Black and white (well, two colour - background colour, a-la t-shirt, and the drawing colour) is best for use in mass production. It reduces cost, also reduces visual overload.

If you look around, you'll find many of the most recognizable logos are two colour - Nike swoosh, Intel Inside, Cisco's bandwidth meter logo, and so forth.

A mascot, on the other hand, _needs_ to be multicoloured. It's there to catch the eye, draw the attention to it, then entertain. (same as to why you don't try to use a lot of little details)
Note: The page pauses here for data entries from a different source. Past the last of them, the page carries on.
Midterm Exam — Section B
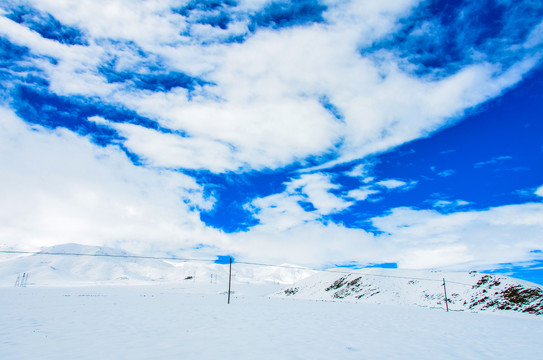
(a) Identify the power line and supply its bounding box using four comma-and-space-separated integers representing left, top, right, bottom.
0, 249, 473, 286
236, 261, 472, 285
0, 250, 216, 263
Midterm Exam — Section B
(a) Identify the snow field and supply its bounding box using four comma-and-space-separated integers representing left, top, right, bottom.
1, 284, 543, 360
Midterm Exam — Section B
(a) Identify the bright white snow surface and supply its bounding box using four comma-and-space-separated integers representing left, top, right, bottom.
273, 268, 543, 314
2, 283, 543, 360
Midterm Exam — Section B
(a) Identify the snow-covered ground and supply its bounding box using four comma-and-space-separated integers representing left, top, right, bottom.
2, 283, 543, 360
2, 245, 543, 359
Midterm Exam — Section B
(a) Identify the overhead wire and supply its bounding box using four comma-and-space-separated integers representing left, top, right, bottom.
0, 250, 217, 263
0, 249, 474, 286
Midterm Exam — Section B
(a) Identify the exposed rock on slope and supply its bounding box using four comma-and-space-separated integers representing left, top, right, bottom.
275, 269, 543, 315
468, 275, 543, 314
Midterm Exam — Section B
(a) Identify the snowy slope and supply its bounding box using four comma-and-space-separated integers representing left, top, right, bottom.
0, 243, 315, 286
0, 243, 177, 285
2, 246, 543, 359
274, 268, 543, 315
2, 285, 543, 360
3, 243, 542, 315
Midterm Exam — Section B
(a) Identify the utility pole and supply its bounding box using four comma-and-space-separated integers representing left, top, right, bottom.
442, 278, 449, 312
227, 257, 232, 304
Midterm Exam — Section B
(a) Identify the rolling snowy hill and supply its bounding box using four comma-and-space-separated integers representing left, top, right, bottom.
3, 243, 543, 315
0, 243, 314, 286
2, 244, 543, 359
275, 268, 543, 315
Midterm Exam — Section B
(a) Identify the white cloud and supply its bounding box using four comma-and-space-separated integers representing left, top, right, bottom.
347, 187, 380, 201
112, 122, 242, 173
474, 155, 513, 168
344, 162, 377, 184
437, 169, 455, 177
371, 204, 543, 269
246, 173, 352, 231
230, 201, 543, 269
286, 173, 352, 215
431, 167, 455, 178
345, 163, 370, 178
431, 200, 453, 208
376, 179, 407, 189
26, 0, 188, 48
0, 107, 226, 254
524, 19, 543, 48
2, 108, 542, 270
536, 185, 543, 197
376, 179, 417, 190
432, 199, 470, 209
2, 1, 543, 271
230, 221, 386, 267
0, 14, 70, 56
3, 1, 540, 173
246, 193, 319, 231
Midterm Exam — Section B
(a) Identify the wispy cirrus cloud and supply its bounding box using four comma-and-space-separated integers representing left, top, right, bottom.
286, 173, 352, 215
437, 169, 455, 177
2, 105, 542, 270
246, 172, 352, 227
346, 187, 380, 201
474, 155, 513, 168
376, 179, 417, 190
431, 199, 470, 211
2, 0, 542, 173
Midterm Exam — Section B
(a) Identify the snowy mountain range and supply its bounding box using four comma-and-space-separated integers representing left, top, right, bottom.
274, 269, 543, 315
2, 243, 542, 315
0, 243, 314, 286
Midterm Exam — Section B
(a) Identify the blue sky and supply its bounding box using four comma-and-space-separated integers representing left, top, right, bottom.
0, 0, 542, 283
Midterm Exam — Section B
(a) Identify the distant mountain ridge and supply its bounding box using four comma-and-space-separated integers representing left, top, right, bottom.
3, 244, 542, 315
274, 269, 543, 315
0, 243, 314, 286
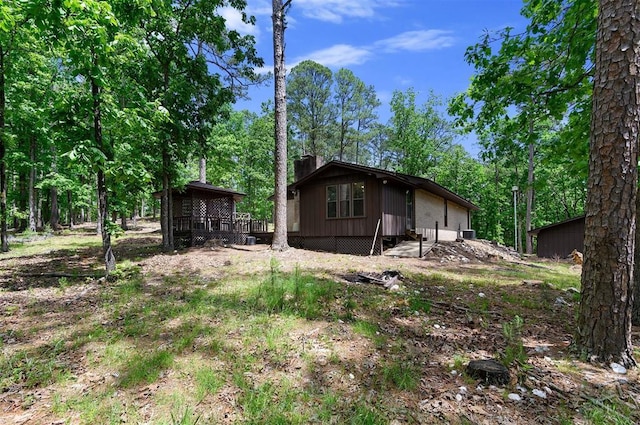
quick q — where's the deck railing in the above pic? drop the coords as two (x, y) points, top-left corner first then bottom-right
(173, 216), (269, 233)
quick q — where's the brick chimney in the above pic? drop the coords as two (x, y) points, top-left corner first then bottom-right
(294, 155), (324, 182)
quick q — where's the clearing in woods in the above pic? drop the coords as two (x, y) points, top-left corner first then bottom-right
(0, 221), (638, 424)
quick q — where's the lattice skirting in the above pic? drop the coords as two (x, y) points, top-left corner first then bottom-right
(288, 236), (382, 256)
(175, 230), (248, 247)
(193, 230), (247, 246)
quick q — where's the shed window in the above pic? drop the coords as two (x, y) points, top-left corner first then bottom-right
(327, 182), (365, 218)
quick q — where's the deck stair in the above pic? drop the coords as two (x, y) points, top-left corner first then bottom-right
(405, 229), (425, 241)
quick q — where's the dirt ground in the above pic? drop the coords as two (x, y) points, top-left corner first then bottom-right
(1, 221), (639, 424)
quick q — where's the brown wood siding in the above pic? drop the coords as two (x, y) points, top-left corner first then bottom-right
(536, 218), (585, 258)
(298, 173), (382, 237)
(382, 184), (407, 236)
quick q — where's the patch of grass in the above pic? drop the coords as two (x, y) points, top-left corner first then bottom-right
(195, 367), (224, 401)
(555, 360), (580, 375)
(583, 398), (635, 425)
(469, 296), (491, 313)
(2, 232), (102, 259)
(57, 276), (71, 290)
(173, 321), (212, 353)
(71, 322), (108, 349)
(352, 320), (378, 338)
(450, 354), (468, 372)
(251, 261), (339, 319)
(121, 311), (148, 338)
(238, 380), (307, 424)
(349, 403), (387, 425)
(118, 349), (173, 388)
(500, 291), (543, 310)
(408, 296), (431, 313)
(0, 339), (69, 391)
(342, 286), (357, 321)
(168, 405), (202, 425)
(353, 320), (385, 348)
(499, 315), (528, 369)
(382, 361), (418, 390)
(56, 388), (141, 425)
(114, 264), (144, 297)
(316, 392), (339, 422)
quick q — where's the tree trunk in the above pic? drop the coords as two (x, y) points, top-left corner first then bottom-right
(92, 69), (115, 274)
(29, 136), (37, 231)
(67, 190), (73, 229)
(49, 142), (61, 230)
(37, 185), (43, 229)
(271, 0), (290, 251)
(161, 149), (173, 251)
(199, 157), (206, 183)
(17, 171), (26, 231)
(95, 174), (102, 235)
(576, 0), (639, 368)
(633, 185), (640, 325)
(0, 47), (8, 251)
(525, 135), (534, 254)
(133, 201), (138, 228)
(50, 187), (60, 230)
Flyers, for example, are cheap and easy to churn out in black and white, but if you toss in something that really only looks good in colour (or was at least intended to be in colour), you either end up with a rather strange looking 2 colour flyer, or you run your print costs up significantly. (However, you do this for things like Dealer packets, etc)
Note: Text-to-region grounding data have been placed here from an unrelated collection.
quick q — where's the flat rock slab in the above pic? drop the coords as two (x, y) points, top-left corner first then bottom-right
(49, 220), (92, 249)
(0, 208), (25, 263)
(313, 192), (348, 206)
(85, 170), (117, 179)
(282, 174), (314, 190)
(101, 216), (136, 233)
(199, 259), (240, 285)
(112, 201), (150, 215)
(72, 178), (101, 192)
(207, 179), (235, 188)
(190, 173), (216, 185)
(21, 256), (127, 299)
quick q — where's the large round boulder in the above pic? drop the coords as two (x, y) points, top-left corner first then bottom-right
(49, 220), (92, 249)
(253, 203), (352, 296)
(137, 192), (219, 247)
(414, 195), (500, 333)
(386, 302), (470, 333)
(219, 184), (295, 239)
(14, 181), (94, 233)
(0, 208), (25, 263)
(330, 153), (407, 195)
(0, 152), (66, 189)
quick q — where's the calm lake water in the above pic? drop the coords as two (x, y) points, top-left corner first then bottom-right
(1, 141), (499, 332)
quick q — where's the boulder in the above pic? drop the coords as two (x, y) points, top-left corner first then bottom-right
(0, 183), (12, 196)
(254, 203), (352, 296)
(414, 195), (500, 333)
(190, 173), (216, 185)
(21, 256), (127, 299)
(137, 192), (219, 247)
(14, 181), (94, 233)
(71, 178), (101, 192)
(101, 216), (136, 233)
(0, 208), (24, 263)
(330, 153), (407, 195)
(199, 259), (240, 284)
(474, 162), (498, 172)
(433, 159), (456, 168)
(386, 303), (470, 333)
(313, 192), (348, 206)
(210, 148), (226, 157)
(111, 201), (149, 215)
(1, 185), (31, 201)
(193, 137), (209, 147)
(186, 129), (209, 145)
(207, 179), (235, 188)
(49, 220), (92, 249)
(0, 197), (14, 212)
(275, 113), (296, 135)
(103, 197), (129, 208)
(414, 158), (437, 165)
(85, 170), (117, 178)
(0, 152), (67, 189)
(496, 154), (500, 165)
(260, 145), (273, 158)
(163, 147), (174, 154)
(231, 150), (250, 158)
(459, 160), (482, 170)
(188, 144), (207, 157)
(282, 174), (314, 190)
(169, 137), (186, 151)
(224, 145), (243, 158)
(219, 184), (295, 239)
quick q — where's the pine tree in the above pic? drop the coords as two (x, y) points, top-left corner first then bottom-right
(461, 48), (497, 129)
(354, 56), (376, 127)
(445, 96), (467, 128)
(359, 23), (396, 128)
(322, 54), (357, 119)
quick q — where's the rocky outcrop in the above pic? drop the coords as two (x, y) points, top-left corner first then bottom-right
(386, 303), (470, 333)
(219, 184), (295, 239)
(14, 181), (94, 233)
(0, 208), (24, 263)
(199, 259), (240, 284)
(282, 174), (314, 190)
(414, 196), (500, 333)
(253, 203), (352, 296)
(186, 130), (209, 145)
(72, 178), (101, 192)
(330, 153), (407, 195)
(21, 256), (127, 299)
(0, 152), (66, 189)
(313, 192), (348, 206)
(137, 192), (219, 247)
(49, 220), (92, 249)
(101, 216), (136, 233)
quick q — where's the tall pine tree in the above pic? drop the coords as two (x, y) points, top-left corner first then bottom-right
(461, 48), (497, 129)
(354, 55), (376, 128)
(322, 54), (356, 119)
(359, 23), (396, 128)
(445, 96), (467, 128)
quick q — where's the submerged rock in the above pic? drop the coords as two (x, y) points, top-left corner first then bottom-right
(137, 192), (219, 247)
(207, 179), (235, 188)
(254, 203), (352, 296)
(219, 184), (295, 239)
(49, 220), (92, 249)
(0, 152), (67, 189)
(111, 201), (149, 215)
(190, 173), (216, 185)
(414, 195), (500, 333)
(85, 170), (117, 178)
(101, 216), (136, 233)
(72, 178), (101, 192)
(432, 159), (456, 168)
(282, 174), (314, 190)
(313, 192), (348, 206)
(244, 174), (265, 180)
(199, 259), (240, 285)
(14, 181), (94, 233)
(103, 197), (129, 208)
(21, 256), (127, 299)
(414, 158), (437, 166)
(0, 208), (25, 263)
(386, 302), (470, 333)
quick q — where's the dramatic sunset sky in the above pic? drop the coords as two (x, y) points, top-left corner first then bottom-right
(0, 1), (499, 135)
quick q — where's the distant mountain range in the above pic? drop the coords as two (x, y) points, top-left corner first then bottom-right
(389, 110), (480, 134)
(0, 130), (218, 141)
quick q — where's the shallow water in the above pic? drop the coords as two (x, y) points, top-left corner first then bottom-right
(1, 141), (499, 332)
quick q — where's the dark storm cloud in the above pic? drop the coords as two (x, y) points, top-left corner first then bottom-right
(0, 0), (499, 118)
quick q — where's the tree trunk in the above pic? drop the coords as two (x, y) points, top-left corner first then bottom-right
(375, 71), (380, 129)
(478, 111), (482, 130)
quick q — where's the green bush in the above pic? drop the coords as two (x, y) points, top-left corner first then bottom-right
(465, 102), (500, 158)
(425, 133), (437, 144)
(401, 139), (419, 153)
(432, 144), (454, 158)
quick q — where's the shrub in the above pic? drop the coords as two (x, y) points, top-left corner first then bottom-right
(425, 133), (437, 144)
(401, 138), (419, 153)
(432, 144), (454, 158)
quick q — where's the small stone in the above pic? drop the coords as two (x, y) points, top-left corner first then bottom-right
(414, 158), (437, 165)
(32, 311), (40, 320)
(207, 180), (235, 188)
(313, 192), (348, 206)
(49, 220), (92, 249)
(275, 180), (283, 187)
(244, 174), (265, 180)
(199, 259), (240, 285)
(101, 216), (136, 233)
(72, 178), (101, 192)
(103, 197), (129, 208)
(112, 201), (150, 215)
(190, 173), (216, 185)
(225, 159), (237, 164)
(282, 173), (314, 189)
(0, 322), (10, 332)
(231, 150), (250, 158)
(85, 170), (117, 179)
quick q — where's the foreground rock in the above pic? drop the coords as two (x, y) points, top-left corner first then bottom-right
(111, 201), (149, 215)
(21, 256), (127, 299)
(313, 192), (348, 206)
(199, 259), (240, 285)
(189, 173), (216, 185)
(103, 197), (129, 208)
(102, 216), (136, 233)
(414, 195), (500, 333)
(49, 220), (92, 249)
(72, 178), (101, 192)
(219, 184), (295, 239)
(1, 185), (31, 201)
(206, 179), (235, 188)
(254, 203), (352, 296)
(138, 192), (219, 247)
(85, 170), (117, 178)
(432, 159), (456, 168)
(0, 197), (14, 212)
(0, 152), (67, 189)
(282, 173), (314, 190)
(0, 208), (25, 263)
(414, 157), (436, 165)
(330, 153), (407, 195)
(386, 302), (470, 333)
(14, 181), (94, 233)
Does that help explain it?

Troy

Mark A. Miller wrote:

No.


Okay.

Or Troy could do it...I just don't see why a logo needs to be entirely
B&W...



We're going with Troy's logo, and with Mark's mascot. Format's not a major problem and we've got eight months to resolve that.


If you want pixelation on the thing, fine.

Troy, if you can contact the original artist and get an SVG version, that would be nice. If not, it's a simple enough design that smoothing out a scaled up version (or tracing it in a new format) should be quite doable...


It requires just retracing it basically.